This article discusses three related problems in the design of C++ classes and surveys five of the solutions to them found in the literature. These problems and solutions are considered together because they relate to separating the design choices that are manifested in the interface from those that are made in implementing the class. The problems are:
Reducing implementation detail exposed to the user
Reducing physical coupling
Allowing customised implementations
These have led developers to seek ways to separate interface from implementation and practice has seen all of the following idioms used and documented. We will be evaluating them to see how they compare as solutions to the above problems:
Non-Virtual Public Interface
In order to illustrate the problems and solutions we are going to use a telephone address book (with very limited functionality) as an example. For comparison purposes we have implemented this as a naïve implementation (see first sidebar) which does not attempt to address any of the stated problems. We have also refactored this example to use each of the idioms - the header files are reproduced in the corresponding sidebars. (The full implementation and sample client code for all versions of the example are available with the online version of this article [WEB05].)
Client code makes use of an object via its public interface, without any recourse to implementation details. Since the authors of client code have to use an object through its public interface that interface is all they need to understand. This public interface typically comprises member function declarations.
C++ allows developers to separate the implementation code for member functions from the class definition, but there is no comparable support for separating the member data that implements an object's state (or, for that matter, for separating the declarations of private member functions). Consequently the implementation detail exposed in a class's definition is still there as background noise, providing users with an added distraction. The definition of a class is typically encumbered with implementation "noise" that is of no interest to the user and is inaccessible to the client code written by that user: the naïve implementation shows this with MyDict, myName and dict.
The purpose of defining a class in a header file is for the definition of that class to be included in any translation units that define the client code for that class. If classes are designed in a naïve manner this leads to compilation dependencies upon details of the implementation that are not only inaccessible to the client code but also (in most cases) do not affect it in any way.
These compilation dependencies are undesirable for two reasons:
Additional header file inclusions may be required to compile the class definition. This increases the size of all dependent translation units. The "Naïve Implementation" example needs <map> even though std::map is not used in the public interface - if this were a user header with its own inclusions these too might be "bloat".

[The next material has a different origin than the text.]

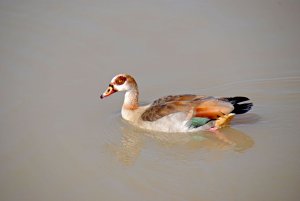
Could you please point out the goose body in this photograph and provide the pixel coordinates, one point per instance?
(178, 113)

When changes are made to implementation elements in the header - even without affecting the interface - the client code must be recompiled. (When using shared libraries this can also introduce binary incompatibilities between versions.) Should the example implementation change the choice of using MyDict, myName or dict this affects all client code.
In a medium to large system the effect of these compilation dependencies can multiply to an extent that causes excessive and problematic build times.
Library code frequently defines points of customisation for user code to exploit. One of the ways to do this is to specify an interface as a class and allow the user code to supply objects that conform to this interface.
Such a library is typically compiled before the user code is written. In this case the library contains the "client code" and for this to have compilation dependencies on the implementation would be problematic.
Clearly, the naïve implementation makes no provision for alternative implementations.
We present the best known idioms for implementation hiding along with some comments in italics.
Each of these idioms can have advantages and these need to be understood when choosing between them.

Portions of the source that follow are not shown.